I'm looking for advice/recommendations for isolation footers for my amp -- an Audio Research D300 (solid state). Currently I have it mounted on a free-standing 4" thick maple block, with spiked-tipped brass footers anchoring the base to the carpet on top of a basement (cement) floor. Would I obtain any additional sonic benefits by placing after-market isolation devices between the amp and the maple stand? I should add here that I'm not looking to spend a great deal of money on this... something more in the range of $100-200. Options in roughly that range I've found on line include Audio Prism Isobearings, Herbie's Tender Footers, and Mapleshape's brass footers. My (perhaps imperfect) understanding is that the first two are meant to isolate a component from vibrations in the room (including those from other components), while the third is supposed to help 'drain" vibrations from the component in question itself, thereby minimizing their transference to the audio chain..

I'd welcome advice from fellow Audiogoners more experienced than I on the extent to which these devices confer audible sonic improvements and, if so, which ones they'd recommend.
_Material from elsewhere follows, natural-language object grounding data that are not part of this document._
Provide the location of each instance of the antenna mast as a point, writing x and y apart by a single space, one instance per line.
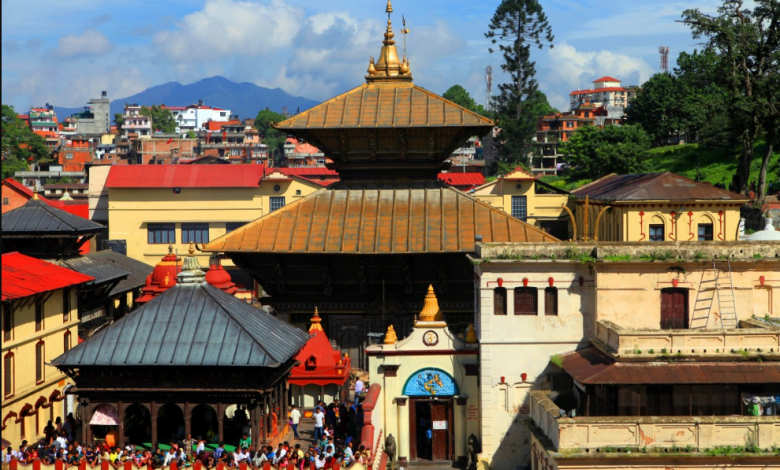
664 51
489 85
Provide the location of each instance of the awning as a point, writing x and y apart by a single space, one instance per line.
592 367
104 415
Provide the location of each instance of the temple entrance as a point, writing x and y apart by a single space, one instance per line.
432 429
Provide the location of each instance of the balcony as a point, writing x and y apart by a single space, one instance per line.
650 433
753 338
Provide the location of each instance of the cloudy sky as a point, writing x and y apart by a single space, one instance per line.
64 52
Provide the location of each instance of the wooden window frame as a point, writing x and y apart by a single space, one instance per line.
551 310
527 290
497 293
11 373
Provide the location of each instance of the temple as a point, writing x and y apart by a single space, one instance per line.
364 250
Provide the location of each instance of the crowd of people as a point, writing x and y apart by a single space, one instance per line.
335 442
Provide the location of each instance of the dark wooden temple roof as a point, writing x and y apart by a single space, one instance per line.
401 105
190 325
37 217
424 217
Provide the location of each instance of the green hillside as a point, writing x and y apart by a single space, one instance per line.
715 166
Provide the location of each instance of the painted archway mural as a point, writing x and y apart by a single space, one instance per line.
430 382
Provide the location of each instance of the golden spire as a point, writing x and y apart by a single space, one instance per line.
390 336
315 322
389 65
430 311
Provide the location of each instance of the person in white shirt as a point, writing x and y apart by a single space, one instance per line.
319 421
295 419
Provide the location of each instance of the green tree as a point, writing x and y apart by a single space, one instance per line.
458 95
593 152
273 138
162 118
518 25
748 45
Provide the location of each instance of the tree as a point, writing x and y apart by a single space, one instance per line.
593 152
273 138
162 119
518 24
748 44
458 95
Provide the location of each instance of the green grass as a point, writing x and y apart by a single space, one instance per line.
715 166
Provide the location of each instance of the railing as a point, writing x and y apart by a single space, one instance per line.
752 336
697 433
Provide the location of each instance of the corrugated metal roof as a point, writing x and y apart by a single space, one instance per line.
654 186
190 325
38 217
590 366
24 276
379 106
138 271
371 219
102 272
185 176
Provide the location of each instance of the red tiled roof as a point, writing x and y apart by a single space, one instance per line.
462 179
597 90
185 176
24 276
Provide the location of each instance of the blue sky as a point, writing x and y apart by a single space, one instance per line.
64 52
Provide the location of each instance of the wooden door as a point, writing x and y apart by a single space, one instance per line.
442 429
674 309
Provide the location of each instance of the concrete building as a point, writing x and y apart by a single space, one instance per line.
40 322
95 119
550 318
606 91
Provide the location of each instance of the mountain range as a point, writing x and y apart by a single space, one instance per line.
245 99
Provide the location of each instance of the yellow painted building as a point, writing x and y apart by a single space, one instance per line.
40 322
656 207
530 200
154 206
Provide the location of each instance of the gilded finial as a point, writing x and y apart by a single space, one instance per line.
390 336
430 311
315 322
471 335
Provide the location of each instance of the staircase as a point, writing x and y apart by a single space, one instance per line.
715 287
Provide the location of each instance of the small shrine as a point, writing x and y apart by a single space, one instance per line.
429 388
321 370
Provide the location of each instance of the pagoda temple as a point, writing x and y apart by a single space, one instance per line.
320 370
366 249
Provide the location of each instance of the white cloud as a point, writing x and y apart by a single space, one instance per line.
90 42
577 69
228 28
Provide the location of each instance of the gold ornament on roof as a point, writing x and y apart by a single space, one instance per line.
390 336
431 311
315 322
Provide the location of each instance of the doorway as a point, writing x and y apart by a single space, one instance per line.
432 429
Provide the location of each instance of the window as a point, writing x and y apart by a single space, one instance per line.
8 323
705 232
8 375
526 301
499 301
656 232
38 316
519 207
161 234
198 233
551 301
39 357
66 305
277 202
230 226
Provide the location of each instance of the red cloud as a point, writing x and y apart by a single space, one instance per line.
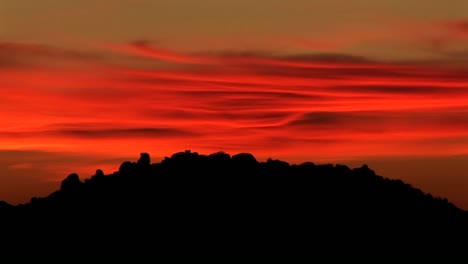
296 108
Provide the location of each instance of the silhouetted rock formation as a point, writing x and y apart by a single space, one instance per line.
215 204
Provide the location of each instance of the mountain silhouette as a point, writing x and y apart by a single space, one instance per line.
222 204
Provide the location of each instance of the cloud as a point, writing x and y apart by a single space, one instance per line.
232 99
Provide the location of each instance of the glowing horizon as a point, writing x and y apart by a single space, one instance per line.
87 85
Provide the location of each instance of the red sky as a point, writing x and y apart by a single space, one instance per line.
393 95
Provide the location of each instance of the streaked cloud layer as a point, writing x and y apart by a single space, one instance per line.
303 80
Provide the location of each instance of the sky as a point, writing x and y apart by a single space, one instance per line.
89 84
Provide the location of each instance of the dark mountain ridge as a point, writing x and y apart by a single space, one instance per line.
222 204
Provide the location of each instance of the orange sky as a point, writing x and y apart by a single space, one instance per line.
90 85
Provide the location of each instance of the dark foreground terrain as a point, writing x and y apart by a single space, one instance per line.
222 204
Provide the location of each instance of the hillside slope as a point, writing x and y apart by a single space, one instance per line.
213 204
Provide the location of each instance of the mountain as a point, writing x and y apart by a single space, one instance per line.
223 204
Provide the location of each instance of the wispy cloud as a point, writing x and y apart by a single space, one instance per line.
347 106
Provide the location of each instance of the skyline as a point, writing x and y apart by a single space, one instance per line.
384 84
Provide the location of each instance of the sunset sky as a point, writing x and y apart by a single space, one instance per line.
89 84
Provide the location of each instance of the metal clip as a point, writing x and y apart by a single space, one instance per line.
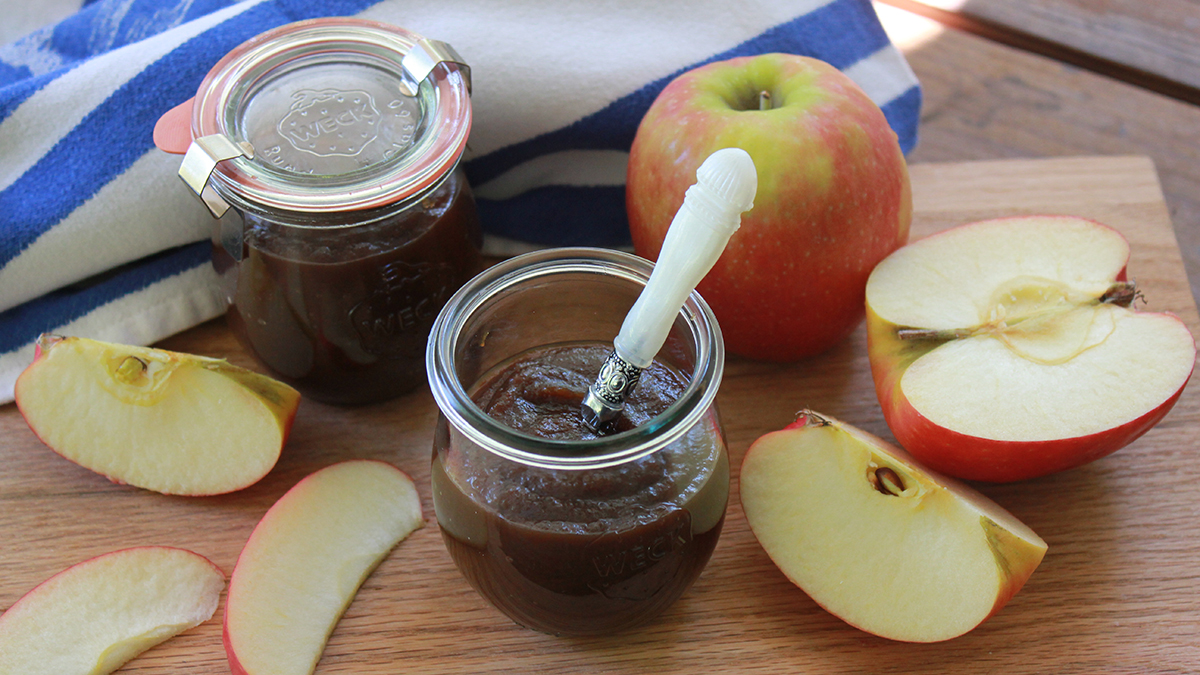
425 55
202 159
Thanks

Michael
mross1949
I found that the plain old rubber feet under my big tube amp worked better than any footer I tried.
Robert, I’ve had this same discussion with Michael Green a hundred times. No, more than a hundred times. We argued until we were both blue in the face. Night and day for at least two years over on Stereophile Forum. Don’t believe me? Go look, all the discussions are still there. So, you’ll have to trust me on this, you are channeling Michael Green. It’s the same situation, exactly. Let me be more specific. Obviously it’s possible to over-damp something or to use the wrong materials. Noone is recommending either. Anything can be done wrong, no one is recommending doing anything wrong. If you are not getting good results with damping you are doing something wrong. Michael used to repeat the mantra, speakers are musical instruments over and over as if repeating it over and over would somehow make it true.
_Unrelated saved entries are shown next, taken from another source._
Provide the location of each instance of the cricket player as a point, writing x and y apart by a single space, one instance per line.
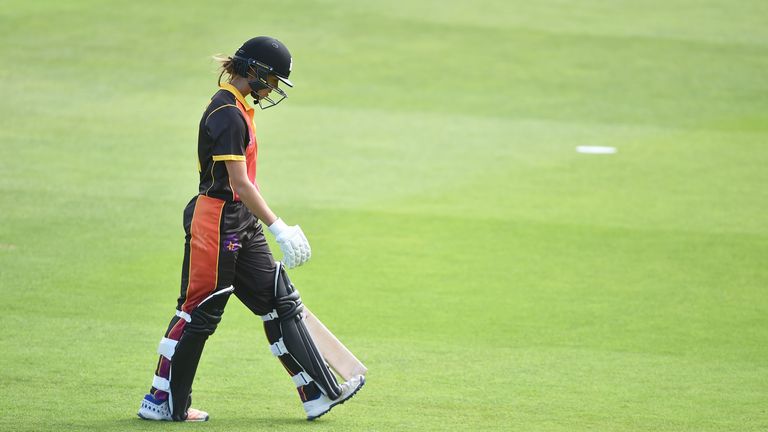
226 252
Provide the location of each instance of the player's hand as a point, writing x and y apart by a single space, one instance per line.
292 242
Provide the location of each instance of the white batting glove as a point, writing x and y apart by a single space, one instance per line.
292 242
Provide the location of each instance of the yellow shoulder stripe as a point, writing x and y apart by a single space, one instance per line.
223 106
228 157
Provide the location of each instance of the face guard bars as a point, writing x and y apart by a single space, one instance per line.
249 67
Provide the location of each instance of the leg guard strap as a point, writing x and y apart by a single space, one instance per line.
278 348
301 379
167 347
270 316
161 383
296 338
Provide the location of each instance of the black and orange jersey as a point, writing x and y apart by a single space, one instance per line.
226 133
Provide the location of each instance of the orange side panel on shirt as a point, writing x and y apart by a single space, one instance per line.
204 251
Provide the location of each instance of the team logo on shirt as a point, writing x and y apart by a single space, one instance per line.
231 243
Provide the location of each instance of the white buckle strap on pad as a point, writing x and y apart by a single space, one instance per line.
270 316
301 379
183 315
167 347
278 348
161 383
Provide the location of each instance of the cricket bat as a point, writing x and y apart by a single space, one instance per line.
335 353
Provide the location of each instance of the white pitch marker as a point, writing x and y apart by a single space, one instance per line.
596 149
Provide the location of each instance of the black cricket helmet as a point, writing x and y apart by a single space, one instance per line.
257 59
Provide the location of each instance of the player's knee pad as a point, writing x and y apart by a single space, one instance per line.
185 355
207 315
296 340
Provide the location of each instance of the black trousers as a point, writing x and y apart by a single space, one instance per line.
225 246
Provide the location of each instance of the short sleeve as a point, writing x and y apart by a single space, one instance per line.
226 128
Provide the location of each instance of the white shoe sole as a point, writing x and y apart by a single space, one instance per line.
338 402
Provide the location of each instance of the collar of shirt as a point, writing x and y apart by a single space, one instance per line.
230 88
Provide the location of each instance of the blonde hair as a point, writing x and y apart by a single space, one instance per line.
226 66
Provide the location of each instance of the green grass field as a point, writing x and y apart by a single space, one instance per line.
491 277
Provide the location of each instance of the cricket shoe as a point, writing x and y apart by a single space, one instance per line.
323 404
153 409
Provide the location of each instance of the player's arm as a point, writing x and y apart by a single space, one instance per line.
249 195
291 239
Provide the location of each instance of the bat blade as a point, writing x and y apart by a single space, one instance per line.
335 353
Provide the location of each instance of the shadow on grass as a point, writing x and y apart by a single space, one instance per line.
228 424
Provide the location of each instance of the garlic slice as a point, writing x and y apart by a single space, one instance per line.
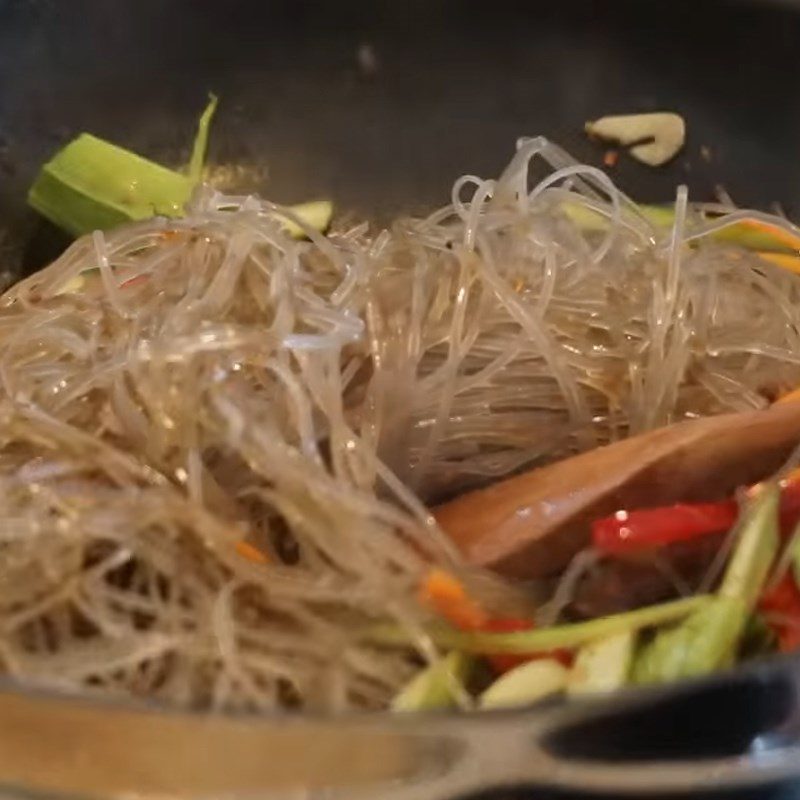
653 138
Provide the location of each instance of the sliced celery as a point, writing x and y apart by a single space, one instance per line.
709 638
436 686
603 665
93 184
316 213
200 146
526 684
567 636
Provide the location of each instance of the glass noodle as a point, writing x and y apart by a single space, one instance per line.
173 388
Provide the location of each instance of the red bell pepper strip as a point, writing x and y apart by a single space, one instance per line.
446 596
628 531
782 602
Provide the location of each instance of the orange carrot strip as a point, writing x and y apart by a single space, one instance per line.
789 239
789 396
246 550
445 595
783 260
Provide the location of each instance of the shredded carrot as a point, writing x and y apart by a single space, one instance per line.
137 279
251 553
610 158
781 235
782 260
446 596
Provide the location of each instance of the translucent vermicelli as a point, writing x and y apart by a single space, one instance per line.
175 391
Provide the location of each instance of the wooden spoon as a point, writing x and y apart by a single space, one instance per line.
531 525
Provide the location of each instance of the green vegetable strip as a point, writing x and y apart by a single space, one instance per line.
709 638
755 549
542 639
436 686
92 184
200 147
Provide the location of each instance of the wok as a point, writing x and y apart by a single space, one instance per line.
381 106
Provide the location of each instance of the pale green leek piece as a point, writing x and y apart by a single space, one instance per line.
91 184
709 639
436 686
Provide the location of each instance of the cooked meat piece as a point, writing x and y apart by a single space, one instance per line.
531 525
616 584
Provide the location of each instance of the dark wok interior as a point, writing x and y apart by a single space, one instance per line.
381 105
Also, nobody has suggested it’s not a good idea to evacuate vibrations from components as rapidly as possibly. Certainly not me. I’ve always recommended a combination of vibration isolation and rapid evacuation of vibration from components. Have you been sleeping through the discussion of NASA grade ceramics? Why are you and Michael Green SO dead set against vibration isolation? Why are you both so stubborn? Is it the Backfire Effect? It just makes you both seem a little like Col. Kurtz in Apocalypse Now, operating without any connection to audiophiles or physics way up the river in Cambodia. One assumes the seismologist you hired or were going to hire, whatever, was unable to straighten you guys out and you fired her. Lol you saying it’s my way or the highway. I say it’s the Lost Highway.
A question of speculation:
In principal, what's the difference between the DH Cones from Golden Sound and the Star Sound brass Audio Points with brass Coupling Discs?
Someone, please school me...
I am very familiar with both of those cones and have them in my system at various times, as well as a great many other cones. One difference between the DH Cones and the brass cones is the hardness; the NASA grade ceramics in DH Cones is almost as hard at 9 + as diamond 10 on the Mohs hardness scale and brass is much much softer at 3-4 on the hardness scale although you wouldn’t intuitively think brass would be that soft. As I intimated previously hardness is directly related to effectiveness. The shapes of both are ballistic which is a good thing, both somewhat resembling the nose of an ICBM. Effectiveness is probably due to several things, most particularly rapid transfer of energy and isolation. The NASA grade ceramic cone would also be stiffer, I.e., more resistant to bending forces (isolation) than brass.


Geoff, since taking a class in tile, I have been fascinated by the fact that ceramic tile, which of course is clay, can be hardened to the point that it has properties, versus all others, to with stand reentry heats and pressures on space equipment reentry.